Texas will always be known for its larger-than-life founders (Sam Houston), places (the Alamo), and outlaws (John Wesley Hardin). But two lawyers and their task force of history buffs are out to prove that Texas was much more, that it was a place where ordinary settlers were just trying to do the right thing—to build communities and to find justice. Since 2008, Bill Kroger and Wallace Jefferson, who is also chief justice of the state Supreme Court, have traveled the state researching cases, searching for documents, and piecing together information. They fear Texas is losing its history—one ancient court record at a time. In this month’s issue, senior editor Michael Hall writes about the many discoveries the duo have made and what keeps them passionate about preserving the truth. Here’s the story behind the story.
How and when did you first learn about Bill Kroger and Wallace Jefferson and their mission? Did you know immediately that this had the makings for a good story?
Bill emailed me about a year ago. He had seen a story I wrote on Blind Willie Johnson in our December 2010 issue. Bill is a huge Texas music fan, especially old blues guys, and though Johnson was a gospel singer, he was one of the most influential acoustic guitarists ever. When Bill got the task force together, he emailed me, knowing I loved Texas music history too. When I saw the music stuff they had—Bob Wills, Leadbelly—as well as the other stuff on regular citizens, I was pretty sure this could be a great story.
As a reporter and one who has written extensively about the death penalty in Texas, you have spent time poring over court documents yourself. What has been your experience in trying to access the information you need?
For contemporary documents, you can get just about anything. For some of the older cases, it’s harder. Much modern “paperwork” is paperless now—it’s all digital and easy to find. But for cases from the seventies and earlier, sometimes you have to go to the counties—even then not everything is in its proper place.
When Jefferson researched his ancestors, he discovered that his great-great-great-grandfather, Shedrick Willis, was aided by his old slave master to help create a better life. Have you ever researched your ancestors? And if so, what did you learn?
I’m an Irish-Scottish mutt, and during a month-long hangout in Ireland twenty years ago, I went to the hall of records in Belfast, where they keep everything about the emigration to America. I had a piece of paper someone in my family had written up thirty years prior—all these grand pronouncements about the family, where we came from, all the things we had done. None of it tracked. I could find nothing to back up any of the pronouncements. It was all wishful thinking.
Do you consider yourself a history buff?
Yes. I love history, but one thing I’ve learned from being a reporter is that most history is crap based on recollections by people who often couldn’t read or write or people who had agendas to tell things a certain way or people who (like all of us) had faulty memories. We can’t even agree on what happened at an office meeting last week, so how can we possibly believe we know what happened at the Alamo?

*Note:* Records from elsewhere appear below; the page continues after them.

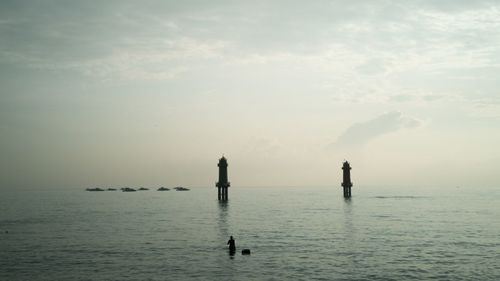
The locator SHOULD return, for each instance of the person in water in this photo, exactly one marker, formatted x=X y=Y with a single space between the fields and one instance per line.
x=232 y=244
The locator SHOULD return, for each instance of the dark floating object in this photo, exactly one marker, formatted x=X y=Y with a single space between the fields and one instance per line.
x=94 y=189
x=347 y=184
x=223 y=184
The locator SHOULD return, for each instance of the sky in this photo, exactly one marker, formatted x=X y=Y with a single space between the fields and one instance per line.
x=153 y=93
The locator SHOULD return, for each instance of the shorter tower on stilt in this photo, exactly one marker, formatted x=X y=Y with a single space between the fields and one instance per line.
x=347 y=184
x=223 y=183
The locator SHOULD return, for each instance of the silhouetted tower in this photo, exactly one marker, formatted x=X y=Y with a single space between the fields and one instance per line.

What is the strangest thing you learned while researching this article?
That Jack Johnson, arguably the greatest boxer of all time, lost his first bout to a Jewish guy nine years his senior named “Chrysanthemum Joe” Choynski—and then spent almost a month in a jail cell with the guy, sparring and learning how to be a better boxer.
How long did it take you to write this story? Explain your research and writing process.
It took about a month. I went up to Waco with Kroger and Jefferson to look over some of these records they were talking about, plus I went to a meeting of the task force. A lot of the research was looking into the bigger-picture histories relating to the documents they had found.
Why is this story important now? What do you want your readers to take away from it?
I want readers to know that there’s more to Texas history than the big mythic stuff, that the real stories of Texas are the little ones, the anonymous ones—the evidence of which are sitting in moldy old files stuck in storage sheds out back of rural courthouses.